İzmir merkezde Alsancak, Mavişehir gibi bölgelerde aynı büyüklükte bir deprem meydana gelmesi halinde, depremin şiddetinin 6.9 olarak hissedilebileceğini dile getiren Uluğ, şunları söyledi: “Depremin etkilerinin zeminle ilgili yapı stokları ile ilgili bir çok boyutu vardır. Kütahya’daki deprem gibi 5.9 büyüklüğünde İzmir merkezde bir deprem meydana gelirse ciddi hasarlar verebilir. Daha önce İzmir’de 3 bölgede bu yönde araştırmalar yapıldı. Bayraklı Manavkuyşu, Karşıyaka Alaybey ve Karabağlar’da pilot bölgelerde deprem etkisi için inceleme yapıldı. Yüzde 3.5-4 oranında sağlam yapı var. Yüzde 40 civarı orta, yüzde 50’den fazlası ise berbat durumda. Böyle bir ortamda olası bir İzmir depremi büyük hasar verebilir. Bu yüzden halkımız ve devlet bu konu da önlemini almalıdır. Devlet bir kanun çıkartarak kent yenilemeye destek vermelidir. Yerel yönetimlerle işbirliği içinde bu çalışmalar şimdi başlansa İzmir 10 yıl sonra anca depreme hazırlıklı olabilir.”

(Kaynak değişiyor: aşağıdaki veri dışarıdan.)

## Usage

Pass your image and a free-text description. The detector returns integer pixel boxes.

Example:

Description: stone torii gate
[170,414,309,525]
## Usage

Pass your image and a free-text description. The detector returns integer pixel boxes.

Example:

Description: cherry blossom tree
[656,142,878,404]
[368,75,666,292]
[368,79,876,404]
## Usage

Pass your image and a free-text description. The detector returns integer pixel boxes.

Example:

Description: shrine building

AKÇIĞ: DEPREME EN HAZIRLIKLI İL İZMİR'DİR
DEÜ Deprem Araştırma ve Uygulama Merkezi Müdürü Prof Dr Zafer Akçığ, Kütahya’da meydana gelen depremin İzmir’deki fay sistemini etkilemeyeceğini dile getirdi. Söz konusu depremin geniş bir alanda hissedilmesi konusunda bir çok etkinin olduğunu belirten Akçığ, bunlardan bir tanesinin depremin yüzeye yakın bir yerde meydana gelmesinin olduğunu kaydetti.
Kütahya’daki depremin bir benzerinin 2005 yılında İzmir Seferihisar’da meydana geldiğini hatırlatan Akçığ, “5.9, 5.7, 5.9 şiddetinde meydana gelen depremlerde Manavkuyu bölgesi’nde 300 civarında bina hasar görmüştü. Böyle bir depremin İzmir merkezde olması halinde vereceği hasar göz önündedir” dedi.

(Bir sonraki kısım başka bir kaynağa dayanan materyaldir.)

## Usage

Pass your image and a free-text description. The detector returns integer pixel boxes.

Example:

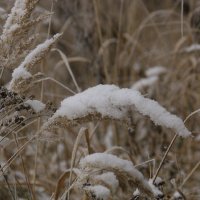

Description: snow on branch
[45,85,191,137]
[80,153,157,197]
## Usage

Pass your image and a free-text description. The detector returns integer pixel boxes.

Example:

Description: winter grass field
[0,0,200,200]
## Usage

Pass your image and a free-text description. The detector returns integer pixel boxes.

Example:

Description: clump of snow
[47,85,191,137]
[84,185,110,200]
[184,44,200,53]
[95,172,119,193]
[80,153,153,194]
[104,125,114,149]
[145,66,167,77]
[25,99,46,113]
[12,65,32,81]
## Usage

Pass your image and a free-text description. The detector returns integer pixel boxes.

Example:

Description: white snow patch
[12,65,32,82]
[85,185,110,200]
[50,85,191,137]
[133,188,140,197]
[80,153,153,194]
[25,100,46,113]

İzmir’deki yapı stoğunun iyileştirilmesi için kentsel dönüşüme ağırlık verilmesi gerektiğini dile getiren Akçığ, bu konuda merkezi yönetim ile yerel yönetimin birlikte çalışması gerektini vurguladı. Akçığ, “Ben olumlu düşünmeden yanayım. Ülkemizdeki Büyükşehirler arasında depreme en hazırlıklı il İzmir’dir. Afet yönetim merkezi olsun, diğer önlemler olsun en hazırlıklı kent İzmir’dir. Bu konuda çok önemli çalışmalar yaptık ve devam ediyoruz. Valilik olsun, Belediyemiz olsun herkes çalışmalarını yürütüyor” diye konuştu.

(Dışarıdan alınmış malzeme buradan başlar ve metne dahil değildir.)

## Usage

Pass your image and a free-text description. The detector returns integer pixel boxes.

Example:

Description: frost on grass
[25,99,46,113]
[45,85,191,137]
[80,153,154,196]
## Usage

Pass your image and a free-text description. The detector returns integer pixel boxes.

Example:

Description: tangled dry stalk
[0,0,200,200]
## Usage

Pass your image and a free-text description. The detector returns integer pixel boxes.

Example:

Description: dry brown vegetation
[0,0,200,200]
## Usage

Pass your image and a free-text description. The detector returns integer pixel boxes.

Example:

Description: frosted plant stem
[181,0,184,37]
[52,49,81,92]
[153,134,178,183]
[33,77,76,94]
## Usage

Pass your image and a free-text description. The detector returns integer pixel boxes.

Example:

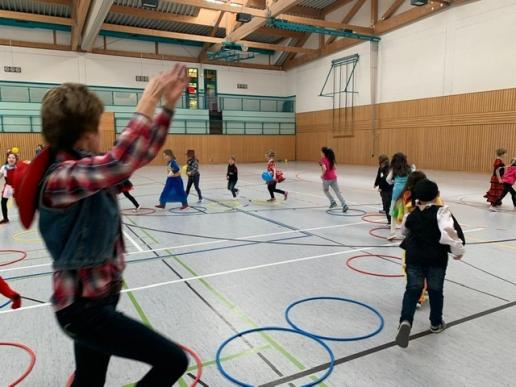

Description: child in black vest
[396,179,465,348]
[226,156,238,199]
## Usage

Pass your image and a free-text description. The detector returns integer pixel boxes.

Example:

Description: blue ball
[262,171,272,183]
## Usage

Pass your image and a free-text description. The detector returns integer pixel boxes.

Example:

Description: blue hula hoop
[0,300,11,309]
[215,327,335,387]
[285,297,385,341]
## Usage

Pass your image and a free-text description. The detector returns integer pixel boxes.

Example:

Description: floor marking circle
[285,297,385,341]
[346,254,404,278]
[0,250,27,267]
[215,327,335,387]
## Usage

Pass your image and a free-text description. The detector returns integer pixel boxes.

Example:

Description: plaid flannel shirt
[43,109,173,310]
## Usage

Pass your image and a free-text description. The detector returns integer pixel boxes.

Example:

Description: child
[265,150,288,202]
[186,149,203,204]
[0,152,18,224]
[374,155,392,224]
[0,277,21,309]
[490,157,516,211]
[396,179,465,348]
[226,156,238,199]
[319,146,349,212]
[155,149,188,210]
[484,148,507,209]
[17,65,188,387]
[386,153,411,241]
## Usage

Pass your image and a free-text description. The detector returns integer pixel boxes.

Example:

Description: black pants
[186,173,202,200]
[500,183,516,208]
[2,198,9,220]
[228,179,238,198]
[122,191,140,208]
[267,180,285,199]
[380,190,392,224]
[56,295,188,387]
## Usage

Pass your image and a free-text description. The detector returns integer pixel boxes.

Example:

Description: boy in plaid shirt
[28,65,188,387]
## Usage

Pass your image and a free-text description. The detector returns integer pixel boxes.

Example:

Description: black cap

İzmir merkez, Aliağa ve Menemen bölgelerini kapsayan bir çalışma yürüttüklerini kaydeden Zafer Akçığ, “2008 yılından bu yana çalışmalarını sürdürdüğümüz rapor birkaç ay içinde sonuçlanacak. Son değerlendirmelerini ve karşılaştırmalarını yapıyoruz. Rapor hakkında blilgi vermek şuan için erken. Ancak raporda olası bir depremin etkileri, alınması gereken önlemler, planlama, afet yönetimi gibi bir çok konuyu içerecek. Bu çalışmamız sonrasında İzmir’in fotoğrafını daha net görebileceğiz. Böylece depreme hazırlık noktasında önemli bir adım daha atmış olacağız” şeklinde konuştu.